Valhalla, startup, performance of interpreter, and vwithfield

Mon May 13 21:26:11 UTC 2019

On 5/13/19 7:00 AM, Brian Goetz wrote:
> This is good news.  I want to ask further about the numbers you cite here.  You compare value creation to classic object creation, but obviously we want value creation to be faster.

In the interpreter? I am afraid that value creation cost in the 
interpreter can't be faster than classic object creation. We still have 
interpretation cost of value types slower than interpretation of 
equivalent classic objects. But the difference was reduced drastically. 
Also I didn't find any scenario where the interpreter performance has 
significant impact to startup time. The first execution which implies 
class loading, verification, etc is 500x times slower than subsequent 
execution in the interpreter. (classic objects and value types)

>   When you say it is comparable to classic object creation costs, I assume that you are not including the allocation cost, and comparing only the field write costs?

No. It includes allocation cost. Don't forget - I am talking about the 
interpreter performance. Here is some decomposition.

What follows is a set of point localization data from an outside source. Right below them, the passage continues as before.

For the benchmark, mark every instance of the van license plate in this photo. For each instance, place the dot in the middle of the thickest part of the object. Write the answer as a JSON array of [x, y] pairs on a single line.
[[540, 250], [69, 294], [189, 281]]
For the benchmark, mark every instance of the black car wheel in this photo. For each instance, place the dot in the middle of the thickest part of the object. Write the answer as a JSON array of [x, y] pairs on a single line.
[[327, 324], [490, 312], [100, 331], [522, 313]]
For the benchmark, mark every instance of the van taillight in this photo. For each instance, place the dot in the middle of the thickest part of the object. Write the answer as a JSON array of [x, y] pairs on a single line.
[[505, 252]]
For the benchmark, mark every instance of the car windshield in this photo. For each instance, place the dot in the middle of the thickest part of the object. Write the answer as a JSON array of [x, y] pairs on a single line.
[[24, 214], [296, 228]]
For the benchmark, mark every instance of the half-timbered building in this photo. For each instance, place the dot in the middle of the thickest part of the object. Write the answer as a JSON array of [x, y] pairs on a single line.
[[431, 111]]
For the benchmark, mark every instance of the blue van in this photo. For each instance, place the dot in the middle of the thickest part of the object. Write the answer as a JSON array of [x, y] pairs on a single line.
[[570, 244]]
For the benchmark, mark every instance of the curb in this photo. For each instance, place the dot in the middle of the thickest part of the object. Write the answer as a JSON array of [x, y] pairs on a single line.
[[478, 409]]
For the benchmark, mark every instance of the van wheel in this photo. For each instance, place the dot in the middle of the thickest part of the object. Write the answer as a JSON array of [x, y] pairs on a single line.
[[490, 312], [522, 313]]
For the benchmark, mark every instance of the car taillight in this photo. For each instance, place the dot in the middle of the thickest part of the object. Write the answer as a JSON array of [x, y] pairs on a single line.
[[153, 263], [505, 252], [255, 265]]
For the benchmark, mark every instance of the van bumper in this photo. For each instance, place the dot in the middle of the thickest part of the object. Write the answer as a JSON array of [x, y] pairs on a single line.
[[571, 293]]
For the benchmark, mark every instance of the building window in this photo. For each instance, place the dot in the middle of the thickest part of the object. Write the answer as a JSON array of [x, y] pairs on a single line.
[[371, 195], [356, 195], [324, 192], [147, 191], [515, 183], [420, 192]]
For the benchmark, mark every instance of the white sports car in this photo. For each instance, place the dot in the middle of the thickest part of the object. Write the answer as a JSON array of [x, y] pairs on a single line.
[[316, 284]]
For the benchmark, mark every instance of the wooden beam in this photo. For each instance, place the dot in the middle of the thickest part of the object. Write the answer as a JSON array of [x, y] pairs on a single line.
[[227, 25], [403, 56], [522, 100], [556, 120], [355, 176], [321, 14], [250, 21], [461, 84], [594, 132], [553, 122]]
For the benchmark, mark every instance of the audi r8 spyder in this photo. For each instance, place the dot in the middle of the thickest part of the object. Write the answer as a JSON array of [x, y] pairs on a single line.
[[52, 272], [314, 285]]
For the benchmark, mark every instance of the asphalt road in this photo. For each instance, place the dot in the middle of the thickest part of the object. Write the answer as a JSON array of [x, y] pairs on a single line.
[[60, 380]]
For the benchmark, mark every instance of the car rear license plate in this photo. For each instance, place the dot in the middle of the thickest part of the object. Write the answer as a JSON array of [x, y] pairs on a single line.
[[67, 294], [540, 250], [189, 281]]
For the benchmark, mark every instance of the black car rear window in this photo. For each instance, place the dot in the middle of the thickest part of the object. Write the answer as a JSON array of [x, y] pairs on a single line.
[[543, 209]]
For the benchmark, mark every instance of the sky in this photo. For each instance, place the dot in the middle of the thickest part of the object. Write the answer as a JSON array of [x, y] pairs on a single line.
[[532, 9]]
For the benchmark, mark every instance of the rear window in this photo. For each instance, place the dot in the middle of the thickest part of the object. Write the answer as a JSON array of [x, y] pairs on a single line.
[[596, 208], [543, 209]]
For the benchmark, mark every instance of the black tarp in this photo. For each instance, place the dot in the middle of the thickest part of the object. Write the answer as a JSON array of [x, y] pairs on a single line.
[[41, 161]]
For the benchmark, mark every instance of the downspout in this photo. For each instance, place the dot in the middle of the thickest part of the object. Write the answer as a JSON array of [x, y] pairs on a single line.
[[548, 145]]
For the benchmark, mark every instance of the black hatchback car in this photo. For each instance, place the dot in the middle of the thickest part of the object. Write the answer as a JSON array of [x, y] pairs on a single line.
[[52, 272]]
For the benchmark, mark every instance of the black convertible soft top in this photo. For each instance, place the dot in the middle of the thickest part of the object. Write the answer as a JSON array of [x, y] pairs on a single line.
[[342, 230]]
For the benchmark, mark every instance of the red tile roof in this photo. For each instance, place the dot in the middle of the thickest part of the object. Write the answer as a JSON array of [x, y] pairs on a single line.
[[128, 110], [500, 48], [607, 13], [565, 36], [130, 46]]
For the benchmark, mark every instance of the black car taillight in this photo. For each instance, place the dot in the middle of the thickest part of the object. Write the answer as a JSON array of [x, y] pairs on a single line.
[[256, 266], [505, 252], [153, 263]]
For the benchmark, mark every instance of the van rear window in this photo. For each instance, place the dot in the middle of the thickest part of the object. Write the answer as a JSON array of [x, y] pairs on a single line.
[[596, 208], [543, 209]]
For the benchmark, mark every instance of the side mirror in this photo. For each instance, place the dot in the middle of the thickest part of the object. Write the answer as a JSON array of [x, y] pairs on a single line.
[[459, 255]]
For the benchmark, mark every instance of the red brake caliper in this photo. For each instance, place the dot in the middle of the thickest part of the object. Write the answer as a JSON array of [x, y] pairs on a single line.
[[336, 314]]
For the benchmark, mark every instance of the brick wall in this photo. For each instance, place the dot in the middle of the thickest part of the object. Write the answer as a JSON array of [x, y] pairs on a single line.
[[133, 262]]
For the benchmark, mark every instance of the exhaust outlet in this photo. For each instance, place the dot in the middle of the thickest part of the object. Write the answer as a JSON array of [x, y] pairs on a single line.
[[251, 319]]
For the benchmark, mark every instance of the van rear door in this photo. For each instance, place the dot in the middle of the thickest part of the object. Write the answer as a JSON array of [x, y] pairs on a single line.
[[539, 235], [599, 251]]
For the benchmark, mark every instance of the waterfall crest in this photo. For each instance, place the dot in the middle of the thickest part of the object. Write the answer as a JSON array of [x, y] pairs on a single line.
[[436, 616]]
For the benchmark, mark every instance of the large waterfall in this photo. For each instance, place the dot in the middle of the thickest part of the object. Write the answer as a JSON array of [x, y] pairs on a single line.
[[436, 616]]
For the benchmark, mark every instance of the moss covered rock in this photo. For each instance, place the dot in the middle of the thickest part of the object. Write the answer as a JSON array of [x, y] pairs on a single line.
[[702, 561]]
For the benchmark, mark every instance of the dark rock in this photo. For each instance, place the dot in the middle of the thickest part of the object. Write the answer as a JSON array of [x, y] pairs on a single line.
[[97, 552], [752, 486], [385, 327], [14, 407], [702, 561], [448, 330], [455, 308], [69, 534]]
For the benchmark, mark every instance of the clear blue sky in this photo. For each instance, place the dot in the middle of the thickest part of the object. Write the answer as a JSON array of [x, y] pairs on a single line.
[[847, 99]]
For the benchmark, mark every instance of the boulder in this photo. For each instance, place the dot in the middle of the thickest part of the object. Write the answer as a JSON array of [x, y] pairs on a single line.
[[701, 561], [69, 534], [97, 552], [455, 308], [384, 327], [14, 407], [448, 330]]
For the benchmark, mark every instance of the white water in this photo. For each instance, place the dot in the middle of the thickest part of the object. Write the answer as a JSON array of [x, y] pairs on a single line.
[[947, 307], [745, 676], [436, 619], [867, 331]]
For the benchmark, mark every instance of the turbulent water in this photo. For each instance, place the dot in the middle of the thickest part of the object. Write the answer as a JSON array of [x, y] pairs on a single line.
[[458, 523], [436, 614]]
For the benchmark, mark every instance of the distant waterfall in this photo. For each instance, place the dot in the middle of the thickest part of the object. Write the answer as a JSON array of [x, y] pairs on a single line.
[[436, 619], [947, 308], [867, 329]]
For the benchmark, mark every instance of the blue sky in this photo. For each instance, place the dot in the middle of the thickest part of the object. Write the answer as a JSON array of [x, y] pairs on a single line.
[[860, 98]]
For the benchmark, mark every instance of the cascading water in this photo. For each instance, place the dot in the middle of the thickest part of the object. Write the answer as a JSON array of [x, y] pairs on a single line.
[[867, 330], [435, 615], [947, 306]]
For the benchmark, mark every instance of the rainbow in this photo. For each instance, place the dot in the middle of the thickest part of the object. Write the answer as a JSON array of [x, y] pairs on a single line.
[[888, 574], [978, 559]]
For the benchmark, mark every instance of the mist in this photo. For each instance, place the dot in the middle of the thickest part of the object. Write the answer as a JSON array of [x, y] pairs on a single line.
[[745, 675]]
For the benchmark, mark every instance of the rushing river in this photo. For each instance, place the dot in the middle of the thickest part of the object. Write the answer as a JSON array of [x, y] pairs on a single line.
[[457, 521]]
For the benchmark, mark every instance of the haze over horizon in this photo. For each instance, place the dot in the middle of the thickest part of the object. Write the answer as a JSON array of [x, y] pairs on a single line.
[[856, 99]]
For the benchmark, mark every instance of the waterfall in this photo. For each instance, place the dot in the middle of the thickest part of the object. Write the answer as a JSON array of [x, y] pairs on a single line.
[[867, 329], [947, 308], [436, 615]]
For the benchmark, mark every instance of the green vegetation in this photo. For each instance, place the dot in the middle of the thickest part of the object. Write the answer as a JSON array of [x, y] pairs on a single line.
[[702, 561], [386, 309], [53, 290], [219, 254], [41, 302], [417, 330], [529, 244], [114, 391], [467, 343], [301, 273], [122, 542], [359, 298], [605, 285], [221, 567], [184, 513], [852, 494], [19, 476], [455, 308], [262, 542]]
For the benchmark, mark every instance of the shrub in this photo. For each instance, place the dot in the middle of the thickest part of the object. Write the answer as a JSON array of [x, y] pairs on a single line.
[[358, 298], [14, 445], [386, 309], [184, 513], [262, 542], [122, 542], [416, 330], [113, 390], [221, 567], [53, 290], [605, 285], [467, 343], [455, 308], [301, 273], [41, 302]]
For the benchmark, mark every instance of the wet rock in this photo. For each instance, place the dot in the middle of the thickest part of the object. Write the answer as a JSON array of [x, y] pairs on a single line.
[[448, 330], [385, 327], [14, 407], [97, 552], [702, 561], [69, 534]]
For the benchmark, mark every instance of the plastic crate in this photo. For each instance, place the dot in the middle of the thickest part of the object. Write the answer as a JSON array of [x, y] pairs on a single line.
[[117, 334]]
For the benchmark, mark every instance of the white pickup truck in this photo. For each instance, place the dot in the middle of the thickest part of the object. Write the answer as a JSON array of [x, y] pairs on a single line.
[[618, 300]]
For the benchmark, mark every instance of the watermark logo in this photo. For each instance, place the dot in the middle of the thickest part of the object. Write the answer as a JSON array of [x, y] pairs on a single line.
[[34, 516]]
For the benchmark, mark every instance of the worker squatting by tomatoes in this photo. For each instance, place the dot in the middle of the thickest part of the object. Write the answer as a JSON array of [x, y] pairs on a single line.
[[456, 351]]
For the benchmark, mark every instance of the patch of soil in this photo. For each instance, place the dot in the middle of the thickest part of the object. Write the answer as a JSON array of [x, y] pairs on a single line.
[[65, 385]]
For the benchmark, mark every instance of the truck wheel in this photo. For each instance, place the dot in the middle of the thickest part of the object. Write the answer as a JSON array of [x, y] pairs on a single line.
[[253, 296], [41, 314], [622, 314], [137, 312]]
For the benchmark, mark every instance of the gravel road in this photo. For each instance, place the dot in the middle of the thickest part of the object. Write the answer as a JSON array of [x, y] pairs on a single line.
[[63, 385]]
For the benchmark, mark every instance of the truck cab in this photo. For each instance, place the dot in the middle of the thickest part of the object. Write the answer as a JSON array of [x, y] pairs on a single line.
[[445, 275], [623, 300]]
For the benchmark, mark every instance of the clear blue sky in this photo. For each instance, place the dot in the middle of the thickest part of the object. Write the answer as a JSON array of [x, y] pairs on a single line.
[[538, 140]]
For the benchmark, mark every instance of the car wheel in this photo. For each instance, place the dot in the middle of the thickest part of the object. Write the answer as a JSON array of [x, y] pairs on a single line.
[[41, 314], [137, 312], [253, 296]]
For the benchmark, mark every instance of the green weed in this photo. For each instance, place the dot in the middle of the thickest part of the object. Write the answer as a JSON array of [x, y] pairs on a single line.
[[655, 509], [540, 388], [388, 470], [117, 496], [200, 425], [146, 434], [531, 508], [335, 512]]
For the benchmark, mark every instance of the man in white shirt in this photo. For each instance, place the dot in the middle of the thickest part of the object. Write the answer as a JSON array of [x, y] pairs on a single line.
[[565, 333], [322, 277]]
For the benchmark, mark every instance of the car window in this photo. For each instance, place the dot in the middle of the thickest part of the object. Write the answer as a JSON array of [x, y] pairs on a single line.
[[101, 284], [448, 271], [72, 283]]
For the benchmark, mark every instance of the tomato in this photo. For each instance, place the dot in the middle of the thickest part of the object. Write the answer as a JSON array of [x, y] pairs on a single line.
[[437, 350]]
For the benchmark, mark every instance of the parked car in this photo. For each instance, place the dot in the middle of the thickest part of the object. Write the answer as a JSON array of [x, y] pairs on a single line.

1. Classic object creation: ~230ns (500 cycles) for the whole object 
creation. It could be split to ~200ns (440 cycles) for object allocation 
and ~30 ns (60 cycles) for fields initialization.

2. Value type creation. Any single operation vdefault or vwithfield has 
~200ns (440 cycles) cost. It's on par (even slightly better) than full 
object creation. And it looks normal, because of the single vdefault or 
vwithfield operation - "creates" object (or similar to it). Of course, 
than more fields we have than higher it is in the interpreter to gather 
the full objects.

As for compiled code - after C2 we have the following numbers:

e.g. (two-fields classe)

1. Classic object creation: 14.9ns (total cost) (G1GC)

1.1 Classic object creation - only fields write cost: 0.99ns

2. Value type (full creation): 0.97ns   (slightly better than just 
fields write cost in case of classic object).

Note: all examples here was measured when all data are perfectly fit 
into CPU caches, even for classic objects. All value type benefits due 
to better cache locality were intentionally excluded.

>> I did quick evaluation of startup and interpreter performance cost. I have to take back my words that "vwithfield is major contributor to the interpreter speed and merged(or fused) vwithfield could improve interpreter performance". It was quite long time age when I was looking into interpreter's performance last time. I have to say that a huge work was done for interpreter since that time and now I don't consider interpreter's performance as an issue. As for vwithfield, now cost of the single vwithfield (in the interpreter) is approximately 200ns (on 2.2GHz freq). It is not a big nor a small value. If compare cost of value creation vs cost similar classic java object creation (simple writes) then single vwithfield costs ~7%-10% from the whole object creation. So I am guessing that if you have a value with 10 fields (and 10 vwithfield operations) - you may double value creation cost, but it will have minor impact for the whole execution.
>>
>> Also I have to say that if look into startup for the first execution of code - interpreter takes less than 1%. All others actions (classloading, verification, etc..) take much more time. As for "time to performance" - I didn't evaluate it yet. Interpreter's impact could be higher in that case. At the same moment  - working TieredCompilation will improve "time to performance" much more than any interpreter tuning.